Three members of that committee - Simon Harris, Eoghan Murphy and Shane Ross - now sit at Cabinet. Another, Mary Lou McDonald, became leader of Sinn Féin.
But this week, a landmark court ruling brought the committee crashing back to earth.
For all the good it has done, the PAC has also divided opinion amid accusations of unnecessary grandstanding.
The matter before the Supreme Court is much more serious, and judges propose finding the PAC acted "unlawfully" in its questioning of former Rehab Group chief executive Angela Kerins.
The ruling not only raised questions over the PAC's conduct but also the failure of the Oireachtas to take any significant action in response.
The court examined complaints by Ms Kerins about her treatment by the PAC in 2014, which she linked to subsequent ill health, a suicide attempt and her decision to quit her €240,000-a-year job.
It is to hear further submissions before finalising the matter, but what it has already found is hugely significant.

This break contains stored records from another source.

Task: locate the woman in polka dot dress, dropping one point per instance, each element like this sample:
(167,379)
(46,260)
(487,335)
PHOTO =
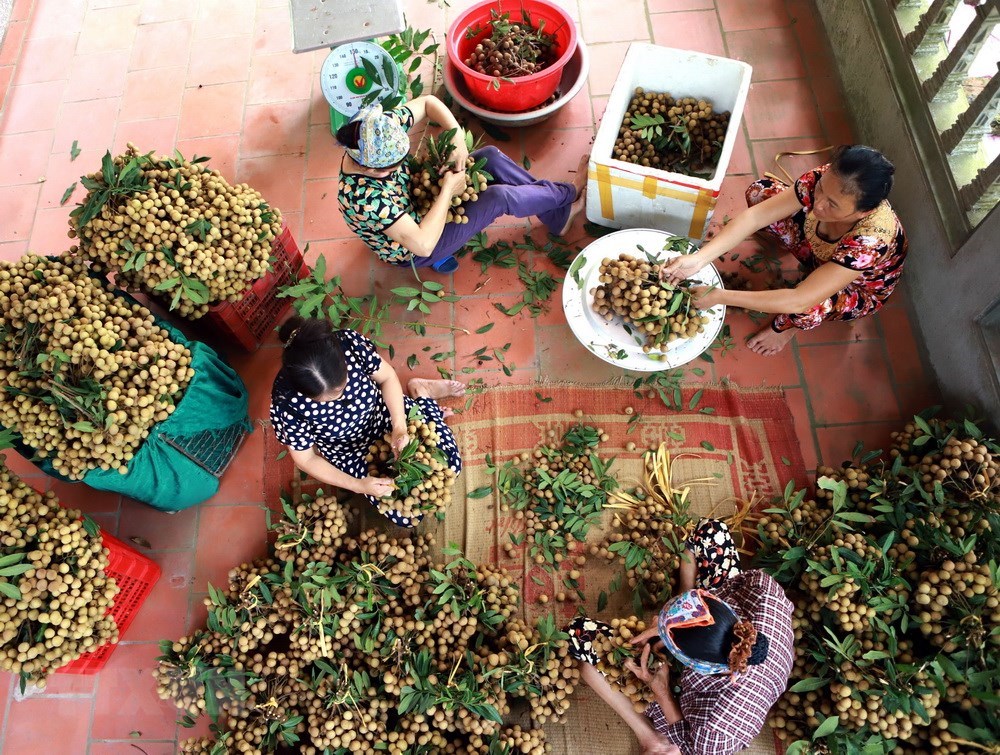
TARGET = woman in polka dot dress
(334,397)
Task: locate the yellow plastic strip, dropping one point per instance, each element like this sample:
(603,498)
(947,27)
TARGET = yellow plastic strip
(604,183)
(649,186)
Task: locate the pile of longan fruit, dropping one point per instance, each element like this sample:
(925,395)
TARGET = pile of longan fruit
(631,289)
(512,50)
(93,373)
(432,494)
(65,595)
(706,128)
(333,691)
(190,223)
(425,185)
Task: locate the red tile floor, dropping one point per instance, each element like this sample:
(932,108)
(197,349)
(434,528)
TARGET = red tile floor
(216,77)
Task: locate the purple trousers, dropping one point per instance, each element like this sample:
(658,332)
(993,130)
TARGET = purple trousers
(514,191)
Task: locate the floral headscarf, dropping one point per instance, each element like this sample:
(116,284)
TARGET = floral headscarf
(382,141)
(690,609)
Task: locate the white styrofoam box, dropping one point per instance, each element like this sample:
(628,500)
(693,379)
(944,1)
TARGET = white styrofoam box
(626,195)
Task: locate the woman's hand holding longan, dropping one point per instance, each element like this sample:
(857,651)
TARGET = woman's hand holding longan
(453,184)
(376,487)
(681,268)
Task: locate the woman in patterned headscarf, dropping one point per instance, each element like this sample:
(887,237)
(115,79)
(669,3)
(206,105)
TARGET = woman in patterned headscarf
(731,631)
(374,192)
(841,228)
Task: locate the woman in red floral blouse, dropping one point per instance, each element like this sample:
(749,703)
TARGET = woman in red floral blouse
(837,213)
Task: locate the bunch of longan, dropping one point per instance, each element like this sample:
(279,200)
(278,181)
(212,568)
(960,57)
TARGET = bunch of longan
(423,478)
(186,234)
(425,184)
(631,289)
(65,593)
(88,373)
(689,138)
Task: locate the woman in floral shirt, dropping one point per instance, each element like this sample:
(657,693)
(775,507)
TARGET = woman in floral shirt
(837,214)
(374,192)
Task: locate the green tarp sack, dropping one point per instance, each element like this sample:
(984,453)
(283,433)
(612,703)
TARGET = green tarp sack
(214,404)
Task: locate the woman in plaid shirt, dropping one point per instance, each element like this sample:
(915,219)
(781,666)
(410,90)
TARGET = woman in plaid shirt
(732,631)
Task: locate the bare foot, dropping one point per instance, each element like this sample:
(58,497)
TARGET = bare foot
(580,184)
(767,342)
(424,388)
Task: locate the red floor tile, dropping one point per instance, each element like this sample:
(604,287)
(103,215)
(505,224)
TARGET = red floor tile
(108,29)
(279,178)
(848,383)
(126,699)
(836,444)
(46,58)
(279,78)
(153,93)
(765,151)
(33,107)
(164,614)
(19,203)
(761,14)
(78,495)
(324,155)
(622,21)
(275,128)
(221,62)
(778,109)
(128,747)
(211,110)
(99,74)
(157,134)
(693,30)
(796,398)
(44,721)
(90,123)
(771,52)
(155,11)
(51,19)
(350,259)
(224,151)
(323,219)
(12,42)
(209,24)
(162,530)
(228,536)
(162,44)
(746,368)
(273,31)
(605,63)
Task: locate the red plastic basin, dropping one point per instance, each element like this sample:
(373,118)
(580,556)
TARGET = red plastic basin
(523,92)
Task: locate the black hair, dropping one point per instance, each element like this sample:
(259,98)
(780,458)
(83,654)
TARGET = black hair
(867,174)
(713,643)
(313,358)
(349,135)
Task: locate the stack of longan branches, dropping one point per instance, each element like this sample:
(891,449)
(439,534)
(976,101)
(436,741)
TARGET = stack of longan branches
(683,135)
(175,228)
(54,591)
(87,374)
(362,644)
(427,170)
(559,491)
(423,478)
(893,569)
(512,49)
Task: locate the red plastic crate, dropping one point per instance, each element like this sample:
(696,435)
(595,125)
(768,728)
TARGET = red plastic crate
(135,575)
(248,321)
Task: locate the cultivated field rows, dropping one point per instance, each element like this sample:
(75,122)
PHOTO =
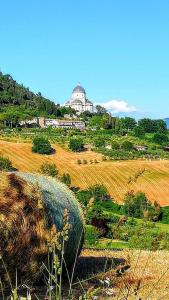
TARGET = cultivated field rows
(114,175)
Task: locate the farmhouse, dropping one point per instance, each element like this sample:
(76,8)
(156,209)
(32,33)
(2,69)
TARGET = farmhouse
(79,101)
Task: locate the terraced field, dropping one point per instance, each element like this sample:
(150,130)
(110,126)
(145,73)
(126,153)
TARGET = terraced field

Until now, constitutional provisions on Oireachtas privilege have acted as a barrier to courts intervening over comments in parliament. But the court has now signalled it can intervene where "there has been a significant and unremedied unlawful action on the part of a committee".
The three TDs most associated with criticism of Ms Kerins were Mr McGuinness, Mr Ross and Ms McDonald.
One former committee member, Labour Senator Ged Nash said they would have to "account for their actions" in the wake of the ruling.
But so far there is no sign of repentance and sources say it is unlikely there will be.
Both Mr McGuinness and Mr Ross have declined to comment as the case is ongoing.
In response to a request for comment from Ms McDonald, Sinn Féin issued a statement saying: "Those that spend taxpayers' money need to be held to account. This needs to be done without fear or favour."
Rehab was always going to be a tricky proposition for the PAC. As both a charity and commercial group it receives substantial payments from the State to provide services but also has private revenue streams. Also, the PAC ordinarily only examines bodies subject to scrutiny from the Comptroller & Auditor General, which Rehab is not.
Ms Kerins' appearance came in the aftermath of the CRC affair, which put transparency and funding in the charity sector top of the political agenda.
Ms Kerins was informed in advance the PAC would be examining issues relating to HSE and Solas funding and its lottery. But her reluctance to discuss her salary in an interview shortly before the hearing did not go unnoticed.
Much of the focus in the hearing was on her salary, paid out of Rehab's commercial earnings. The Supreme Court said she was invited to the PAC on one basis but dealt with on an entirely different one.
It was put to her by Ms McDonald she earned more than the President of the United States or the Taoiseach.
The TD suggested Ms Kerins was on a different planet.
Mr Ross also honed in on pay and quizzed Ms Kerins about bonuses. He suggested there was an extraordinary opaqueness to Rehab's accounts.
Mr McGuinness criticised as "unnecessary" contact the committee received from Rehab's solicitors about the extent of its remit.
"We may have gone a little bit beyond it in pursuing salaries and so on, but that was because we wanted to get an overall view of the organisation," he said.
Ironically, arguably the most cutting remarks came from Fine Gael's John Deasy, a TD who said he came to the hearing with "an open mind".
He said Ms Kerins' answers had been evasive, that she had unnecessarily "made a big song and dance" and information "had to be dragged out of her". Mr Deasy declined to comment on the ruling.